Have Neutrals Had Their Day?
“Neutrals are an integral part of my design work, so I don’t see them ever going out of style,” says celebrity designer Bobby Berk. “We’ve seen more muted color schemes work in so many different styles over many decades, so I think that’s what’s the key to their longevity (and appeal). They can be translated to a super modern space, something more rustic, coastal, or even eclectic/boho interiors.”
In the '90s, neutral was synonymous with beige. Beige everything. Beige paint, beige carpet, beige tile, even the atrocity that was beige laminate.
L.A.-based designer Rande Leaman agrees. “Nope. They will never go out of style,” she says. “As a designer, I don’t even question that, because it seems every design scheme I approach is always grounded with neutrals. Even if I am using vivid color, I will always balance color with neutrals.”
The Evolution of 'Neutral'
The meaning of the word has evolved over the years. Designs still include one of the many dozens of shades of beige or white. But “neutral” has extended its reach and includes some shades that you might not have considered.
“In the 1930s, whites and ivories were prevalent,” Leaman says. “Now we are in a whole other thing, with soft grays that have come to the forefront. It absolutely goes beyond beige. And there are so many tones of beige, so many tons of cream, grays, that if you gave the assignment of creating a neutral or gray scheme to 10 different designers, you would get 10 different types of color and 10 different neutrals.”
Leaman says her own design studio is grounded in blush tones, which she considers to be a neutral base. Even blues and greens, some of the complementary earth tones, have made their way into the neutral zone. “A blue-and-white scheme is so classic, and that can be viewed as a neutral even though it is a color,” she says. “It kind of depends on where you are coming from and who the client is, specifically.“
We’ve seen more muted color schemes work in so many different styles over many decades, so I think that’s what’s the key to their longevity (and appeal)."

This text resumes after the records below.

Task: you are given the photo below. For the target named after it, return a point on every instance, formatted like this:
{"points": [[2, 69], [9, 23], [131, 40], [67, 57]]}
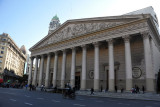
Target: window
{"points": [[3, 43], [2, 47], [3, 39]]}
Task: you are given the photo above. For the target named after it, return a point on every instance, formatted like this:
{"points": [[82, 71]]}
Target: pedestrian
{"points": [[137, 89], [143, 89], [30, 87], [101, 88], [122, 90], [26, 86], [42, 87], [116, 89], [92, 91]]}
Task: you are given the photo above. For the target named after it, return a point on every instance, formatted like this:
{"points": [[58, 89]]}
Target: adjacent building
{"points": [[12, 58], [101, 52]]}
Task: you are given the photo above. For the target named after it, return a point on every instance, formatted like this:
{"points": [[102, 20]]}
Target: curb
{"points": [[120, 97]]}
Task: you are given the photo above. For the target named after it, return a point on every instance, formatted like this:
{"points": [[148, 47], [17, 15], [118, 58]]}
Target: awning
{"points": [[1, 80]]}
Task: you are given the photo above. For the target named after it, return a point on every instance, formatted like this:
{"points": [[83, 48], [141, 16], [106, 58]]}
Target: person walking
{"points": [[143, 89], [92, 91], [116, 89], [30, 87], [26, 86]]}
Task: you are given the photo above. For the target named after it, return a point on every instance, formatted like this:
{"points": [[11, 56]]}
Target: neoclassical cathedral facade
{"points": [[99, 53]]}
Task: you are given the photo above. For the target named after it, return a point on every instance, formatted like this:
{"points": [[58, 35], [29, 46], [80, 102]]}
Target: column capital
{"points": [[49, 54], [110, 41], [126, 38], [73, 48], [145, 34], [84, 46], [32, 57], [56, 52], [63, 50], [96, 44]]}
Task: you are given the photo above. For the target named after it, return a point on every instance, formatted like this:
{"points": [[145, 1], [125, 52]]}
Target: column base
{"points": [[83, 85], [129, 85], [150, 85], [72, 83], [96, 84], [62, 83], [46, 83], [34, 82], [54, 83], [111, 85]]}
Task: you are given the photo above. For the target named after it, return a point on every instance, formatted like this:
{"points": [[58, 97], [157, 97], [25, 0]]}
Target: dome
{"points": [[23, 49]]}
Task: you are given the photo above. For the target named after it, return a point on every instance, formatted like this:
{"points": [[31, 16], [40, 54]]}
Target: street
{"points": [[10, 97]]}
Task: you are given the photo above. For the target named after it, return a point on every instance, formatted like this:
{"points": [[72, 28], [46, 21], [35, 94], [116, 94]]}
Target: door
{"points": [[77, 81]]}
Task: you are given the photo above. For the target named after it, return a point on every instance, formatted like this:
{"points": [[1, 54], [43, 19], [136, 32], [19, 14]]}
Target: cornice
{"points": [[118, 31]]}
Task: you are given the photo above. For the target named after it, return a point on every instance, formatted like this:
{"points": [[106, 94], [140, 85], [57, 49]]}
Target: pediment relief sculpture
{"points": [[74, 30]]}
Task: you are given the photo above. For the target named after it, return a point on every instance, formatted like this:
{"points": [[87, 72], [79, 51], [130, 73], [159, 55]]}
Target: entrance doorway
{"points": [[77, 81], [107, 78]]}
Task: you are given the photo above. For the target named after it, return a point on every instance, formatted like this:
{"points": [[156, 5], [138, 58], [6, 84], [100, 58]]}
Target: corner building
{"points": [[12, 59], [101, 52]]}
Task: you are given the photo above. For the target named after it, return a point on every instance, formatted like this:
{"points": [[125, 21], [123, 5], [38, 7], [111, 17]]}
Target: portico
{"points": [[92, 52]]}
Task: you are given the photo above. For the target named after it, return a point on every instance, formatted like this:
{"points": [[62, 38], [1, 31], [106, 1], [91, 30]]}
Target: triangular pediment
{"points": [[74, 28]]}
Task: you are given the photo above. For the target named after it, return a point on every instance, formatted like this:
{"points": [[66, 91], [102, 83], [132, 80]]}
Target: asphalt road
{"points": [[10, 97]]}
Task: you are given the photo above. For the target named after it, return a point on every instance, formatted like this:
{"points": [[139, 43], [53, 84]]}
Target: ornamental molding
{"points": [[75, 30], [87, 39], [145, 34]]}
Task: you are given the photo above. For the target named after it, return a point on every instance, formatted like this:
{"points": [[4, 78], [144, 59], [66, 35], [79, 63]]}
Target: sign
{"points": [[136, 72]]}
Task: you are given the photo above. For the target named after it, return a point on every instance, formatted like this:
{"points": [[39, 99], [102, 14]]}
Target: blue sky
{"points": [[27, 21]]}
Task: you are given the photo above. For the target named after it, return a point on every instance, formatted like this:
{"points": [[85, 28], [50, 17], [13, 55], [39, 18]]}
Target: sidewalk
{"points": [[146, 96]]}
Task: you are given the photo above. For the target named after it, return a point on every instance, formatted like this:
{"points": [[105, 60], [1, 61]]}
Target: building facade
{"points": [[12, 58], [102, 52]]}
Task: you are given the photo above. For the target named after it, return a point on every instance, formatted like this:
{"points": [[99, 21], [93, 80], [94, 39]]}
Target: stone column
{"points": [[96, 66], [55, 69], [111, 65], [47, 70], [30, 72], [63, 69], [128, 63], [35, 72], [73, 67], [41, 71], [84, 62], [148, 62]]}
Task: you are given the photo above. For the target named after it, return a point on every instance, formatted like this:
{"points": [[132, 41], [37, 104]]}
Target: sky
{"points": [[27, 21]]}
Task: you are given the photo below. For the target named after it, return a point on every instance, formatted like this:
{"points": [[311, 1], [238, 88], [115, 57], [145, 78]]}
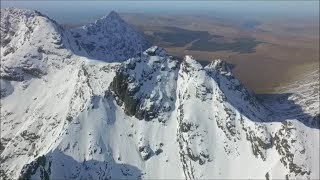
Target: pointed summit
{"points": [[114, 14], [110, 39]]}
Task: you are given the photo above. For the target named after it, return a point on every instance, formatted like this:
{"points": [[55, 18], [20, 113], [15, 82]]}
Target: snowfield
{"points": [[95, 103]]}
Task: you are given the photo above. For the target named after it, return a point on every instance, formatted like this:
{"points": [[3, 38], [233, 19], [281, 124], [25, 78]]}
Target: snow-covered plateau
{"points": [[96, 103]]}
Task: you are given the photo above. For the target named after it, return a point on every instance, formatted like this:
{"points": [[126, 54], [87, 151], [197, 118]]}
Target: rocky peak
{"points": [[109, 39], [156, 51]]}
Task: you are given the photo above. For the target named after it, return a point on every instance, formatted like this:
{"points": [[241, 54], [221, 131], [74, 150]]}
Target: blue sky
{"points": [[81, 11]]}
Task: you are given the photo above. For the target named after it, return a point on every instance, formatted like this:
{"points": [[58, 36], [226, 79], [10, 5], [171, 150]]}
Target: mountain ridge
{"points": [[150, 116]]}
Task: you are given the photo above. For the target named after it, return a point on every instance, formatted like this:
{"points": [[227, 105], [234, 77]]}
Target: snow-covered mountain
{"points": [[109, 39], [68, 115]]}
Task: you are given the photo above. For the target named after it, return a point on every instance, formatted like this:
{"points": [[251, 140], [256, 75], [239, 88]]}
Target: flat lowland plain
{"points": [[267, 52]]}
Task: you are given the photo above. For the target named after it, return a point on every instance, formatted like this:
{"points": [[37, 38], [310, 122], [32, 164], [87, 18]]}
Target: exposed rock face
{"points": [[145, 85], [64, 116]]}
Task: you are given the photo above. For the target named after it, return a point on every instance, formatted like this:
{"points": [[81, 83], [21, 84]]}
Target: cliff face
{"points": [[152, 116]]}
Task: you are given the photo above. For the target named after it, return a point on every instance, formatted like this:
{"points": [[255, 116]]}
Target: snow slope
{"points": [[153, 116]]}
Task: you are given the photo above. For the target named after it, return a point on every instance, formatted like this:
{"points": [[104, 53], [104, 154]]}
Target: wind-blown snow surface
{"points": [[152, 116], [109, 39]]}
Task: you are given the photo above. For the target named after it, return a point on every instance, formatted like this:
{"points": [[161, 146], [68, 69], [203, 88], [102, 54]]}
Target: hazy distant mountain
{"points": [[67, 112]]}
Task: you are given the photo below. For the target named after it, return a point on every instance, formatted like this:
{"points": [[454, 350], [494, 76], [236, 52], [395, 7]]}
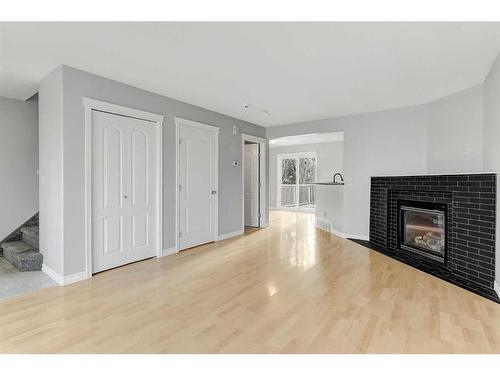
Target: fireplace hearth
{"points": [[441, 224]]}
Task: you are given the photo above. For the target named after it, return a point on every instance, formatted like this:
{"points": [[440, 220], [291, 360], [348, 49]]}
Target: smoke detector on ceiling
{"points": [[250, 106]]}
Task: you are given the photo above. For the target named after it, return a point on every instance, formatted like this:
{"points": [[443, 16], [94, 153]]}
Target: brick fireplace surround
{"points": [[471, 204]]}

Using Neutrals as a Starting Point
Designers use a variety of approaches to build on a neutral base to create a rich look for their clients. “Crisp white walls really allow me a lot of freedom to build a room, and instead of color, layer in a variety of materials, shapes, textures, and patterns,” Berk says. “Using all these elements adds so much visual interest, and sticking to neutrals means you won’t overwhelm the eye with too many tones.”
So it seems the consensus is that neutrals are here to stay, in some form or fashion. But why?
“A neutral color palette soothes our senses and reduces anxiety, but that doesn't mean our homes need to be void of color,” Spicher says. “The new neutrals are colorful but soft and muted so that we can feel cozy and safe. These new neutrals are also the perfect backdrop for layering natural wood, stone and real plants. You can achieve contrast by using neutral colors that are different textures. Think of natural wood and warm brass or copper or even a natural sisal rug and a cozy cable knit throw.”
Using your neutral tones of choice also makes it easier to change the look of your rooms. “If I have clients who want to bring a little more life or dynamic quality to the design, we bring in color with artwork, with pillows, with accessories, which are less expensive to swap out when you get tired of them,” Leaman says.”if you have a cream color or pale gray sofa, that is a huge investment that you are probably going to keep for years, and it is very easy to change that with different color pillow or throw.”
Expert Tips on Using Neutrals
Even with such a wide variety of neutrals out there, Ashton Woods’ Spicher shares some thoughts on using the colors to the best effect:
- Choose warm undertones or cool undertones and keep all of your color choices within this frame. For example, some white paints have a cool (blue) undertone; others have a warm (yellow) undertone. Try to avoid mixing these, especially if you apply an accent color.
- If you choose a deep "new neutral," like navy or black, be cautious about overusing it. Deeper, darker color can make a space feel small.
- Don't feel bound to one neutral color. The best spaces are dimensional with several different neutral colors layered into the same space.
Whichever neutral tone you treasure, this look’s enduring popularity proves you can always be on trend.